If you’re a writer who’s been in the trenches for awhile, you know the importance of the first page of your manuscript. It’s supposed to do a myriad of things like establish voice, create character presence, and give an inkling of the premise. It’s a lot of pressure for one page. Recently, I received a critique back from one of my CP’s (critique partners) and she provided insight into the first page, but more importantly she reacted to my first paragraph. She pointed out what she’d learned about the story and character just from reading the first six lines.
I thought it’d be fun to do First Paragraph Friday’s, where I critique the first paragraph of either an unpublished manuscript or a published novel. If you want to participate, send me the first paragraph of your first page to writedahl (at) yahoo (dot) com and I’ll give you feedback about what I learned from it. Then you can decide if that’s what you wanted your reader to learn.
I picked The Banks Sisters by Nikki Turner. Usually I don’t look at the book cover other than to open it and read the first paragraph; however, this cover is stuck in my mind. On the front is three African American women and a picture of what I think is a bank vault. I picked it because of the three women of color on it.

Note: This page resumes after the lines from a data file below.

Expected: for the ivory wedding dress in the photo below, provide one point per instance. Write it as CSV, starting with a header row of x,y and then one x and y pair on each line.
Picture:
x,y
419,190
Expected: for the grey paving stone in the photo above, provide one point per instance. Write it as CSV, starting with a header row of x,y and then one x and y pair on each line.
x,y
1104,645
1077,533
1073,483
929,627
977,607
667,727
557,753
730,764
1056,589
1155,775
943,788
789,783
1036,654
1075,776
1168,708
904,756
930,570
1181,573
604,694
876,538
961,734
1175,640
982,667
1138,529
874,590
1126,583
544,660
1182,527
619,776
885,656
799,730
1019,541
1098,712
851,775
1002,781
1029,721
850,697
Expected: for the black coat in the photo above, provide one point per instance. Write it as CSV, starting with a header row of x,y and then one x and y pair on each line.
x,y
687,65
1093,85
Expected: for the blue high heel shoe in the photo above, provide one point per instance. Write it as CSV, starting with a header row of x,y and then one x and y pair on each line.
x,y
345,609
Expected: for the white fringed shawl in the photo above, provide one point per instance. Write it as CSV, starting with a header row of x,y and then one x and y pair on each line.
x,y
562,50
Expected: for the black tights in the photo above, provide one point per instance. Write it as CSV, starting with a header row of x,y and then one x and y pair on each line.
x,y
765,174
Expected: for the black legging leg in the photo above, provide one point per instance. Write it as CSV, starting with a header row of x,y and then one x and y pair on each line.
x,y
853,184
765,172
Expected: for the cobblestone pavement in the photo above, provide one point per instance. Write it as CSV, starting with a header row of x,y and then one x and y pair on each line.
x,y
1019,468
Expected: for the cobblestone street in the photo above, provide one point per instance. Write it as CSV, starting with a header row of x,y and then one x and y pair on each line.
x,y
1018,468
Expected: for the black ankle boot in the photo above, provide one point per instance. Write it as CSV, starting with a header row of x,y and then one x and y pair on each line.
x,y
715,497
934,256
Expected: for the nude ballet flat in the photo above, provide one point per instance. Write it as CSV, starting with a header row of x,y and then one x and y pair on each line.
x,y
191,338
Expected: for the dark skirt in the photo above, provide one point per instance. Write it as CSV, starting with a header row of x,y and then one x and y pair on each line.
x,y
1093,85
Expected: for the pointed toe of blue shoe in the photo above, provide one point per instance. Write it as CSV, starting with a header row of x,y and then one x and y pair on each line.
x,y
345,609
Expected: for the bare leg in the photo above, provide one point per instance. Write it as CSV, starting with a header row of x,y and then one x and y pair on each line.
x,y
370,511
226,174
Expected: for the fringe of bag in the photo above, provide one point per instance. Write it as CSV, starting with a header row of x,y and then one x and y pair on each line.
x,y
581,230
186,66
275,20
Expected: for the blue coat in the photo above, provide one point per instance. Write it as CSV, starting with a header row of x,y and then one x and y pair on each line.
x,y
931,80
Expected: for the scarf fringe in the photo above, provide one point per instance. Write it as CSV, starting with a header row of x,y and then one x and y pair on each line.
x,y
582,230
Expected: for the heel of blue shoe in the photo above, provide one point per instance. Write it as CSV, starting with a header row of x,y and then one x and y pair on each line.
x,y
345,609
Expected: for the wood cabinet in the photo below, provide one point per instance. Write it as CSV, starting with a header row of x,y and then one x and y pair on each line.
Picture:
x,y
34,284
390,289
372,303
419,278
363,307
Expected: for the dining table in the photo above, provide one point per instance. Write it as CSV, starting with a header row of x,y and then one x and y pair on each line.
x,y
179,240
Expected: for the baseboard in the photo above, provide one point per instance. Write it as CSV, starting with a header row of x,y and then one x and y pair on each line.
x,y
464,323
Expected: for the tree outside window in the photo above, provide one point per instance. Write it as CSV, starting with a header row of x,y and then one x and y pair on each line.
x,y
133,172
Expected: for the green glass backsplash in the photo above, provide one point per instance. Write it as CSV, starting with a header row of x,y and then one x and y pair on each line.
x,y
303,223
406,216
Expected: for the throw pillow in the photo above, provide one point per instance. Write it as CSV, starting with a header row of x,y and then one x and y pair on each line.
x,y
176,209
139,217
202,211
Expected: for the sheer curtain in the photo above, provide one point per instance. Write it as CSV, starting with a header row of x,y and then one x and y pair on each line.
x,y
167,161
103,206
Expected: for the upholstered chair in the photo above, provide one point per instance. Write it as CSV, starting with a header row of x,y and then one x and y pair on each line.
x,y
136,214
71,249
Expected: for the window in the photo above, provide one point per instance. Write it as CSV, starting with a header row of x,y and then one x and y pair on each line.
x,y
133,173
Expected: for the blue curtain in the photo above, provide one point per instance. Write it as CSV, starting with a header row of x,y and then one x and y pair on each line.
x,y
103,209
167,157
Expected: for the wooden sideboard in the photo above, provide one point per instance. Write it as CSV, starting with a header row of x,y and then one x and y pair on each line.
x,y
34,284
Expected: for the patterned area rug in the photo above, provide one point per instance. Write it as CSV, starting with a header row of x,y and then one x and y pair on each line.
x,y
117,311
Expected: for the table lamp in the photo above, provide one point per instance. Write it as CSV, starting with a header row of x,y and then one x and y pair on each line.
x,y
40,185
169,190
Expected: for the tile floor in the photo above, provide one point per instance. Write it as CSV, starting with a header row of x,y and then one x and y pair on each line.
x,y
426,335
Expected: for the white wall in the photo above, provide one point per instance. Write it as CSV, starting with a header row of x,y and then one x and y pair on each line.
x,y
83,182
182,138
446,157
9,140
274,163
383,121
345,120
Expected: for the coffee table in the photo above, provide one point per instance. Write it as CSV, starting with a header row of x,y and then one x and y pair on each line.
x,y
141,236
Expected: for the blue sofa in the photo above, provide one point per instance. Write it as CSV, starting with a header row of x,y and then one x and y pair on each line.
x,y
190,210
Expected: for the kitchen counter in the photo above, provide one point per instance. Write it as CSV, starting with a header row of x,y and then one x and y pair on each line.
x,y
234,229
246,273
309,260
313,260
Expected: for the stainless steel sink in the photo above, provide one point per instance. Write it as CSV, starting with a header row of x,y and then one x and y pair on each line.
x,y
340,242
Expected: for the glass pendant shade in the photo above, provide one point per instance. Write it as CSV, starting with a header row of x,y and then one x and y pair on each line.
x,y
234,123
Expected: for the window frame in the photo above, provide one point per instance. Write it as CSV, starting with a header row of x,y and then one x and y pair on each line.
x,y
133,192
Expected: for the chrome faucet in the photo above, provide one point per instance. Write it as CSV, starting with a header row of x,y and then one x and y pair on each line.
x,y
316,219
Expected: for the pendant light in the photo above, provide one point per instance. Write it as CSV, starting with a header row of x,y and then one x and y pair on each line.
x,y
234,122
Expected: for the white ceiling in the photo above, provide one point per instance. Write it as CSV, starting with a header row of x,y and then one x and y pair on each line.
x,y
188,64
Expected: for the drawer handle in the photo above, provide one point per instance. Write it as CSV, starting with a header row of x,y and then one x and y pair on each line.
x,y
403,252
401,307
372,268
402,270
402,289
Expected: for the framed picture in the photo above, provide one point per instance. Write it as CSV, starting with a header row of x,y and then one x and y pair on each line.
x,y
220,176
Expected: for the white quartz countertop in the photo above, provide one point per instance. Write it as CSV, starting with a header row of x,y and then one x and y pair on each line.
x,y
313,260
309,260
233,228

I support diversity and to support it, you have to read it. And it looks ominous. I love thrillers and suspense. So it seems it’s right up my ally. As for the remembering the cover, it’s going to effect my thoughts on the first paragraph. Nothing I can do about it now.
A black van had been squatting on the corner of Jefferson Avenue for the past twenty minutes. It was an older cargo van with limousine-grade tinted windows. It easily blended in with the other vehicles on the busy street that no one paid the van much attention. A mistake that would cost everyone dearly.
1. I’m going to guess the genre of the book is a thriller. Not only because of the cover, but because of the last sentence…would cost everyone dearly. That means whatever is about to happen is going to have a wider effect than on more than one person. Also, the tone is ominous.
2. I suspect it’s going to be fast paced and filled with some twists. The contrast of the van sitting on the corner being no big deal and that being a mistake leads me to believe this.
3. Unfortunately, I have no clue about the main character, but the first paragraph is enough to entice me to read on or turn the page.
That’s it. Not much to go on, but I’m excited to read this book. I’d love to know if you picked up something differently than I did.